La diaspora est la dispersion d'un peuple, d'une ethnie à travers le monde69. D'après Emmanuel Ma Mung, « deux caractères morphologiques objectifs définissent au minimum une diaspora : la multi polarisation de la migration d'un même groupe national, ethnique ou religieux entre différents pays et l'interpolarité des relations, c'est-à-dire les liens migratoires, économiques, informatifs ou affectifs »70.

« Longtemps limité à la diaspora juive, le mot tend à s'appliquer à toute dissémination : diaspora arménienne, libanaise, indienne. L'existence d'une diaspora tient : à une dispersion contrainte, en l'absence de pays propre ; à une difficulté d'existence plus ou moins momentanée (diaspora portugaise, irlandaise) ; ou à un choix d'activité et de mode de vie, comme pour les « Levantins », Indiens, Haoussa, qui ont choisi des professions d'intermédiaires dans une certaine étendue, voire dans le Monde entier »71.

On peut donc, d'après ces définitions, parler de diaspora chinoise.

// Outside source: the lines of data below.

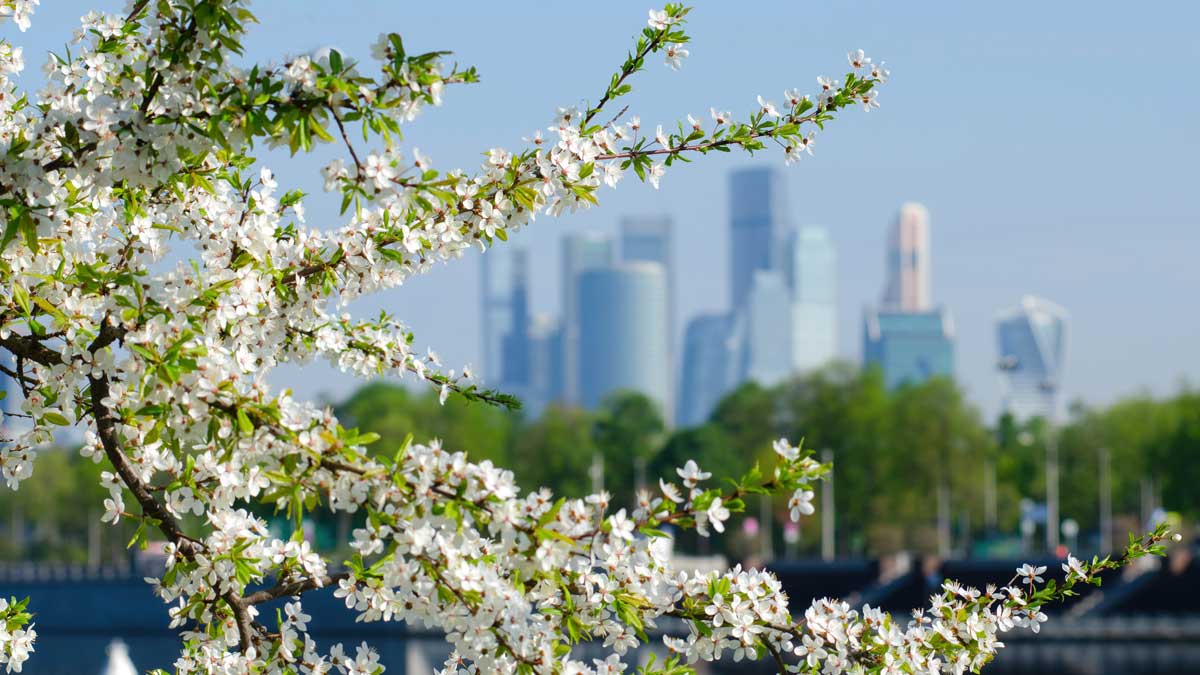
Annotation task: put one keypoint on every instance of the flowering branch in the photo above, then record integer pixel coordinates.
(141, 143)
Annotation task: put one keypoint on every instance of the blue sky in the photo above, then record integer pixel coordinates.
(1054, 143)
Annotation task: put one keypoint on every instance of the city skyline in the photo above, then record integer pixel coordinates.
(1020, 208)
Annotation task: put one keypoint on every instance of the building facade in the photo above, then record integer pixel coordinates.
(507, 320)
(757, 227)
(581, 252)
(909, 347)
(909, 275)
(623, 333)
(813, 279)
(648, 239)
(1031, 340)
(709, 356)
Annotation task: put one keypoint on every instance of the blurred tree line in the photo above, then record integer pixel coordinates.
(894, 452)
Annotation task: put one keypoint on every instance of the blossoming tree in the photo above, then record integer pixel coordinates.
(142, 143)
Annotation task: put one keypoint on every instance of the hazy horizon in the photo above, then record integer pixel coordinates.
(1051, 144)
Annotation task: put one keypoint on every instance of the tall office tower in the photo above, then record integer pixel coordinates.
(497, 308)
(909, 285)
(545, 364)
(648, 238)
(507, 318)
(767, 356)
(1032, 339)
(813, 276)
(581, 252)
(909, 346)
(515, 372)
(757, 227)
(623, 332)
(709, 358)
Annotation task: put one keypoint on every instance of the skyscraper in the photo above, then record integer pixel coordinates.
(909, 347)
(545, 364)
(507, 318)
(1031, 339)
(757, 227)
(496, 290)
(909, 282)
(767, 357)
(648, 239)
(907, 338)
(581, 252)
(813, 278)
(623, 333)
(10, 398)
(709, 357)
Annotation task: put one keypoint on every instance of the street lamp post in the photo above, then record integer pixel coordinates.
(1105, 502)
(1051, 490)
(827, 515)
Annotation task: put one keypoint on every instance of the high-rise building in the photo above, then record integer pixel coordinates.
(813, 278)
(909, 284)
(757, 227)
(581, 252)
(507, 318)
(909, 347)
(648, 239)
(1031, 339)
(545, 364)
(623, 333)
(767, 357)
(709, 358)
(496, 290)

Seulement, elles ne proposent pas de chiffres minimaux, alors à partir de combien de migrants ce qualificatif peut-il être proposé ? Serai-ce plus scientifique de la qualifier de communauté ? Assurément au regard du Petit Larousse illustré : « groupe social ayant des caractères, des intérêts communs ; ensemble des habitants d'un même lieu, d'un même État ». La population chinoise établie à Dakar (et au Sénégal pour le premier point) est donc une communauté ou diaspora en devenir. Le titre provocateur est donc prospectif.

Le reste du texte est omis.